Key Conclusions and Perspectives

• The VGS, composed of 10 genes, accurately distinguishes 'cold' and 'hot' tumors. High VGS scores correlate with prolonged overall survival and improved ICB response in melanoma patients.
• Fulvestrant is identified as the top candidate by the DLEPS platform, showing significant enhancement of anti-PD-L1 efficacy and extended survival across multiple solid tumor models.
• Fulvestrant promotes infiltration of CD8+ T cells, NK cells, and dendritic cells while suppressing polarization of M2 tumor-associated macrophages (TAMs), thereby reshaping the tumor immune microenvironment.
• Mechanistic studies show that Fulvestrant activates CCL5, MHC I, and IFN-γ signaling pathways, enhancing antigen presentation and T cell responses without directly affecting tumor cell proliferation or migration.
• In clinical data, patients with high VGS scores show increased ICB response rates in the IMvigor210 cohort, suggesting its potential as an independent prognostic biomarker.

Research Significance and Prospects
This study introduces a novel, biologically grounded biomarker, VGS, for patient stratification in ICB therapy and proposes Fulvestrant as a combination treatment to enhance ICB efficacy, showing strong translational potential. Future studies should focus on optimizing the dosing and administration schedule of Fulvestrant and exploring its combination efficacy in other cancer types. Moreover, the VGS-based drug screening strategy could be applied to other immune-related disease models, promoting the development of personalized immunotherapy.

 

 

Conclusion
Through systematic analysis of gene expression profiles in vitiligo and melanoma patients, this study successfully constructed the VGS biomarker and identified Fulvestrant as a candidate drug capable of inducing immune activation via the DLEPS deep learning platform.
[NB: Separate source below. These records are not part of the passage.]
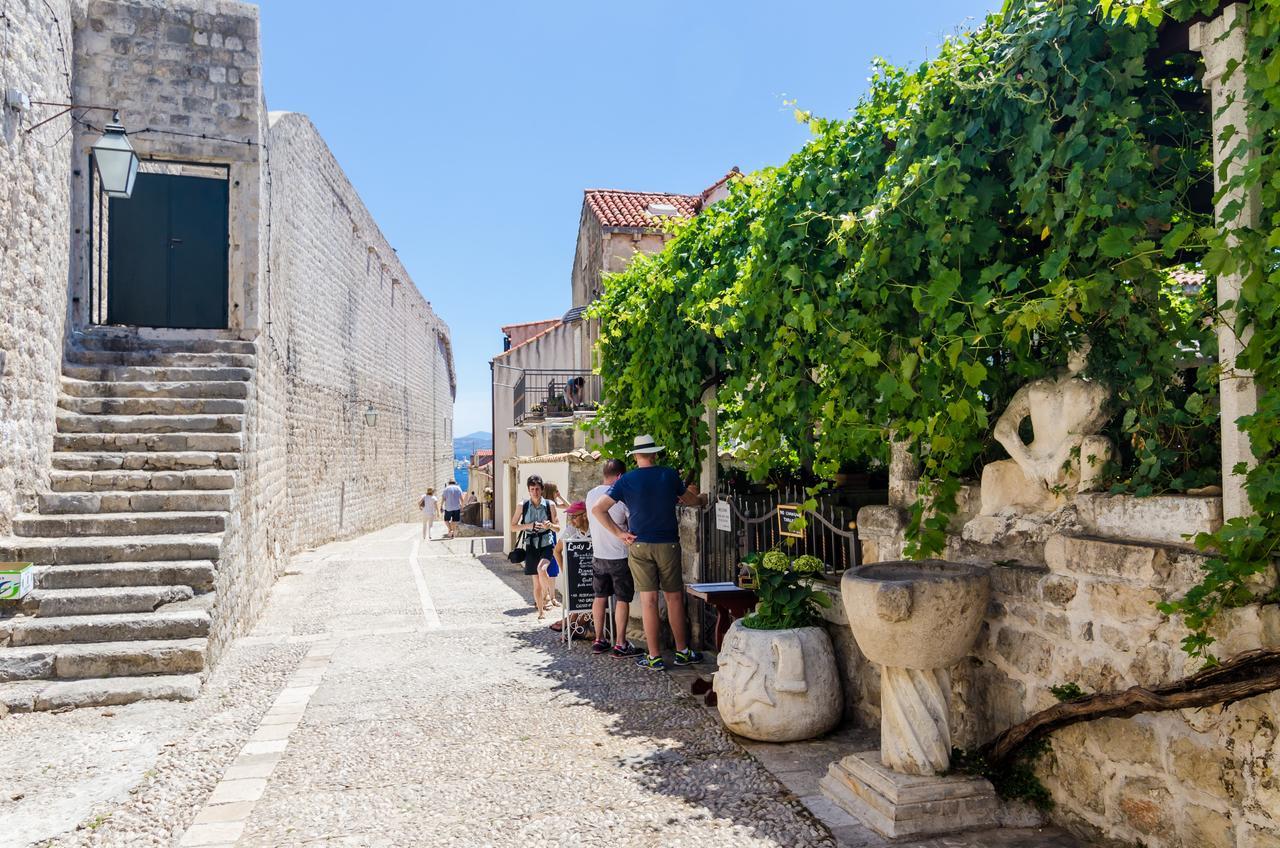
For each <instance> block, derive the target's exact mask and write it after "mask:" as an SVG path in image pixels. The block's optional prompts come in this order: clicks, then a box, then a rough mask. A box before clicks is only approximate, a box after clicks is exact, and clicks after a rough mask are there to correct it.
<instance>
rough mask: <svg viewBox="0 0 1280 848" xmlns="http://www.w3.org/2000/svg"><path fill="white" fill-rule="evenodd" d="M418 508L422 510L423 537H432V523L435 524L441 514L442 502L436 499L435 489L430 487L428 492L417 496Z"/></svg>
mask: <svg viewBox="0 0 1280 848" xmlns="http://www.w3.org/2000/svg"><path fill="white" fill-rule="evenodd" d="M417 509H420V510H422V538H424V539H430V538H431V525H433V524H435V519H436V518H439V515H440V502H439V501H438V500H435V489H434V488H431V489H428V491H426V493H425V494H424V496H422V497H420V498H417Z"/></svg>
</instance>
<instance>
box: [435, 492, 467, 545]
mask: <svg viewBox="0 0 1280 848" xmlns="http://www.w3.org/2000/svg"><path fill="white" fill-rule="evenodd" d="M440 501H443V506H444V523H445V524H447V525H448V526H449V534H448V535H447V537H445V538H448V539H452V538H453V535H454V534H456V533H457V532H458V523H460V521H461V520H462V488H461V487H460V485H458V484H457V480H449V484H448V485H445V487H444V491H443V492H440Z"/></svg>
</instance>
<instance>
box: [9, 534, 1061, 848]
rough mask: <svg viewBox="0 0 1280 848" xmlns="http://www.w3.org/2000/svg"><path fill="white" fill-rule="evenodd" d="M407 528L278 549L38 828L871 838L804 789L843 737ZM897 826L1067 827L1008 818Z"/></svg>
mask: <svg viewBox="0 0 1280 848" xmlns="http://www.w3.org/2000/svg"><path fill="white" fill-rule="evenodd" d="M417 538H419V530H417V528H416V526H412V525H397V526H392V528H387V529H384V530H380V532H378V533H372V534H369V535H365V537H361V538H360V539H355V541H351V542H343V543H335V544H330V546H325V547H324V548H320V550H317V551H315V552H310V553H307V555H302V556H300V557H296V559H294V561H293V562H292V564H291V567H289V571H288V573H287V575H285V576H284V578H282V580H280V583H279V584H278V587H276V588H275V591H274V592H273V596H271V601H270V603H269V606H268V610H266V611H265V614H264V616H262V619H261V621H260V623H259V625H257V626H256V628H255V630H253V633H252V634H251V635H248V637H246V638H243V639H241V640H238V642H237V643H236V646H234V647H233V648H232V649H230V651H229V652H228V656H227V658H225V660H224V661H223V664H221V665H220V666H219V669H218V671H216V673H215V674H214V678H212V680H210V684H209V685H207V687H206V692H205V693H204V694H202V696H201V698H200V699H198V701H197V702H195V703H193V705H184V706H174V705H163V706H161V707H157V706H156V705H136V707H129V708H118V710H116V715H115V716H114V717H113V721H116V720H119V719H124V717H127V716H123V715H119V713H120V712H125V711H129V710H136V711H138V712H140V715H141V716H142V719H145V721H150V722H156V724H154V725H152V726H156V728H161V729H160V730H157V733H156V739H169V742H168V743H166V744H165V743H160V747H159V753H157V754H155V753H145V754H142V756H140V757H136V758H134V760H132V761H131V762H129V769H132V770H133V771H134V772H137V771H138V769H140V767H141V766H140V763H151V765H150V767H146V769H145V770H143V771H142V772H138V774H141V776H140V778H134V779H133V781H134V783H136V785H133V788H132V790H131V792H127V793H124V794H123V797H122V794H120V793H119V792H116V793H115V794H114V795H111V797H106V795H104V799H102V801H100V802H99V803H97V804H95V806H92V808H88V810H87V812H86V811H81V815H82V816H83V817H82V819H81V828H79V829H77V830H73V831H69V833H65V834H63V835H60V836H56V838H54V839H52V840H50V842H46V843H42V844H49V845H58V847H63V845H113V847H114V845H120V847H124V845H129V847H131V848H132V847H133V845H173V844H182V845H239V847H242V848H244V847H268V845H270V847H276V845H334V847H338V845H342V847H348V845H352V847H353V845H370V847H380V845H388V847H392V845H394V847H411V845H466V847H472V845H476V847H480V845H485V847H488V845H494V847H498V845H512V847H516V845H518V847H526V845H527V847H532V845H609V847H614V845H616V847H620V848H622V847H630V845H635V847H641V845H643V847H645V848H649V847H668V845H669V847H678V845H690V847H694V845H696V847H698V848H712V847H716V845H726V847H733V848H739V847H742V845H774V847H780V848H781V847H797V848H799V847H809V845H814V847H817V845H822V847H831V848H836V845H837V844H838V845H846V847H854V845H856V847H858V848H863V847H870V845H881V844H883V842H882V840H879V839H877V838H876V836H874V835H872V834H869V833H868V831H865V829H861V828H860V825H856V822H852V820H847V821H845V820H840V819H838V817H835V819H833V816H835V815H836V813H838V812H840V811H838V810H827V808H822V799H820V797H818V795H817V794H815V781H817V779H818V778H819V776H820V771H822V762H819V761H820V760H822V761H829V758H828V757H829V753H831V752H829V751H828V749H826V748H822V747H820V746H822V744H826V746H827V747H828V748H832V749H835V748H838V747H840V744H841V742H840V740H828V742H827V743H814V744H813V746H809V747H808V748H805V747H792V746H786V747H776V746H765V747H763V748H762V747H760V746H751V751H750V752H749V751H748V749H746V748H744V747H742V746H741V744H739V742H737V740H735V738H732V737H731V735H730V734H727V733H726V731H724V730H723V729H722V728H721V726H719V724H718V721H717V720H716V717H714V715H713V713H712V712H709V711H708V710H707V708H704V707H703V706H701V702H700V699H696V698H694V697H692V696H690V694H689V693H687V688H686V687H685V685H684V684H685V679H684V678H681V676H680V675H663V674H657V673H649V671H643V670H640V669H637V667H635V666H634V665H632V664H630V662H626V661H617V660H613V658H611V657H595V656H591V655H590V653H589V651H588V649H586V647H585V646H584V644H577V646H575V647H573V649H572V651H566V649H564V648H563V647H562V646H561V644H559V642H558V637H557V635H556V634H553V633H550V632H549V630H548V629H547V626H545V625H547V623H545V621H543V623H539V621H538V620H536V617H535V616H534V615H532V607H531V605H530V602H529V601H527V589H526V583H527V578H524V576H522V575H520V574H518V573H517V569H516V567H515V566H511V565H509V564H508V562H507V561H506V559H504V557H502V556H498V555H483V553H481V555H472V551H483V550H484V542H483V541H472V539H458V541H454V542H440V541H433V542H426V543H419V542H417ZM415 555H416V556H415ZM143 711H150V712H143ZM82 712H83V715H77V713H70V715H68V716H46V717H44V719H42V721H45V722H46V724H45V725H41V726H40V728H38V730H40V731H41V733H45V734H52V733H55V731H56V726H58V721H59V720H61V721H64V722H65V721H78V722H81V724H83V725H84V726H86V728H87V726H92V725H93V722H92V721H91V719H93V717H95V716H99V711H82ZM165 716H168V719H165ZM101 722H102V719H101V716H99V717H97V724H101ZM138 725H140V721H138V717H137V716H134V719H133V720H132V724H129V722H125V725H118V726H129V728H136V726H138ZM36 729H37V728H36V725H35V724H31V725H26V726H23V728H20V729H19V735H22V734H28V733H32V731H33V730H36ZM32 738H35V737H32ZM151 744H152V746H155V744H157V743H155V742H152V743H151ZM771 761H772V762H771ZM767 766H768V767H767ZM771 769H772V771H771ZM810 771H814V774H813V775H812V784H813V785H810V780H809V776H808V775H809V772H810ZM37 772H38V769H36V767H29V769H27V771H24V772H23V774H22V775H18V780H19V781H29V783H32V785H37V784H38V780H37V778H38V775H37ZM773 772H778V774H780V775H781V776H782V779H783V780H782V781H780V778H778V776H776V775H774V774H773ZM131 774H132V772H131ZM122 779H123V778H122ZM4 785H5V788H6V789H8V788H9V787H12V785H14V784H13V783H6V784H4ZM40 787H44V784H38V787H37V788H36V789H33V792H36V794H37V795H40V794H41V793H42V792H45V789H41V788H40ZM788 787H791V788H788ZM801 797H804V799H803V801H801ZM3 801H4V795H3V794H0V803H3ZM806 804H808V806H806ZM27 810H29V811H31V812H35V807H28V808H27ZM4 812H5V811H4V810H3V807H0V815H3V813H4ZM815 812H817V813H819V815H820V816H822V819H819V817H818V816H815V815H814V813H815ZM64 815H67V813H64ZM5 820H6V821H8V820H9V819H8V816H5ZM823 820H827V821H828V824H831V825H832V828H828V825H827V824H823ZM837 839H838V842H837ZM0 843H4V836H3V835H0ZM13 844H26V843H13ZM915 844H916V845H918V847H919V848H924V847H925V845H929V847H931V848H943V847H946V848H977V847H979V845H980V847H995V845H1001V847H1010V848H1014V847H1028V848H1030V847H1032V845H1034V847H1048V845H1053V847H1062V848H1065V847H1068V845H1076V844H1078V843H1073V842H1070V840H1068V839H1066V838H1065V836H1062V835H1061V834H1057V833H1051V831H1032V830H1020V831H1014V830H1004V831H993V833H989V834H973V835H968V836H964V838H947V839H936V840H931V842H927V843H915Z"/></svg>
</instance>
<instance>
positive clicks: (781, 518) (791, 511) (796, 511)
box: [778, 503, 804, 539]
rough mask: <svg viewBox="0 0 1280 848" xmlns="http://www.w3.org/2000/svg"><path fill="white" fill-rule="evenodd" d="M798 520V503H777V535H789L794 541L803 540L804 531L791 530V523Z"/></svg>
mask: <svg viewBox="0 0 1280 848" xmlns="http://www.w3.org/2000/svg"><path fill="white" fill-rule="evenodd" d="M799 518H800V505H799V503H778V535H790V537H791V538H794V539H803V538H804V530H792V529H791V523H792V521H795V520H797V519H799Z"/></svg>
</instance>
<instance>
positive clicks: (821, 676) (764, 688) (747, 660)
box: [714, 621, 844, 742]
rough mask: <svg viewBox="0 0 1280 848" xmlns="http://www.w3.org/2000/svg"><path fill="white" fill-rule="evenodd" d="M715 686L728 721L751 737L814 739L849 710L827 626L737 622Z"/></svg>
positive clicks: (792, 738) (725, 654)
mask: <svg viewBox="0 0 1280 848" xmlns="http://www.w3.org/2000/svg"><path fill="white" fill-rule="evenodd" d="M714 688H716V698H717V706H718V708H719V713H721V719H723V721H724V726H727V728H728V729H730V730H732V731H733V733H736V734H739V735H740V737H746V738H748V739H759V740H762V742H796V740H799V739H812V738H813V737H817V735H820V734H823V733H827V731H828V730H831V729H833V728H835V726H836V725H837V724H840V716H841V713H842V712H844V693H842V692H841V688H840V674H838V671H837V670H836V653H835V651H833V649H832V647H831V638H829V637H828V635H827V632H826V630H823V629H822V628H796V629H792V630H753V629H750V628H745V626H742V623H741V621H735V623H733V624H732V625H731V626H730V629H728V633H727V634H726V635H724V644H723V646H722V647H721V652H719V670H718V671H717V674H716V681H714Z"/></svg>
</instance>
Experimental validation confirms that Fulvestrant enhances CD8+ T cell infiltration and reshapes the tumor immune microenvironment by inhibiting M2 macrophage polarization, thereby improving ICB efficacy. These findings provide new theoretical and practical avenues for predicting immunotherapy responses and developing combination strategies, offering important clinical and translational value. Future work should explore the application of this strategy in non-melanoma cancers and validate the safety and efficacy of Fulvestrant combined with ICB in clinical trials.

 

Jie Zhu, Liting Huang, Suzhen Bi, Peipei Shan, and Sujie Zhu. Vitiligo Signature‐Based Drug Screening Identifies Fulvestrant as a Novel Immunotherapy Combination Strategy. Advanced Science.